This toolkit is intended to provide an overview and guidance for the archiving and preservation of ‘simple’ open access ebooks, targeted primarily at small publishers.  As will become clear, archiving and preservation should not be considered the role of the publisher alone - and considerations of archiving needs to be taken by all actors, starting with the author. We believe that the advice and recommendations contained in this toolkit, and the underlying research, is important for authors and all participants in scholarly research and communication - but we focus on the roles and actions publishers can take.

In the following sections we will consider what we mean by a 'simple' ebook, and considerations for publishers in developing an archiving strategy for a publication - noting that it may be that different ebooks need different strategies.

But the primary recommendations for publishers in creating an archiving strategy are:

  1. Identify the content that is important to archive. See the why archive and what to archive sections.
  2. Archive standardised and widely adopted formats for all content (including metadata) - this will facilitate future format migration.

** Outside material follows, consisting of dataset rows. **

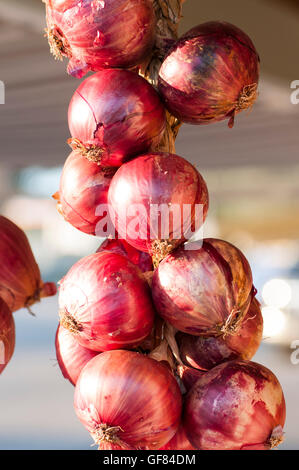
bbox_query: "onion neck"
[45,25,72,61]
[67,138,107,165]
[151,240,182,268]
[93,424,124,445]
[59,310,82,335]
[267,426,284,449]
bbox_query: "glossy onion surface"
[59,251,154,351]
[184,361,286,450]
[108,152,209,257]
[178,298,263,370]
[45,0,156,78]
[152,238,252,336]
[159,21,259,127]
[55,325,98,385]
[75,351,182,450]
[53,152,114,236]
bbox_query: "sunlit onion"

See the what formats section.

  3. Use multiple complementary archiving solutions - don’t rely on a single solution. See the where to archive section.

  4. Adopt permanent identifiers and broadly adopted standardised terminologies within metadata and avoid bespoke terms and specifications. See the metadata section.

  5. Describe the structure and nature of the content and links within the publication to allow layouts, fonts, descriptions of images and embedded content and links to be reconstructed if necessary. Applying accessibility standards to publications will help with this, and some file formats are better for this than others. See the Outgoing links section.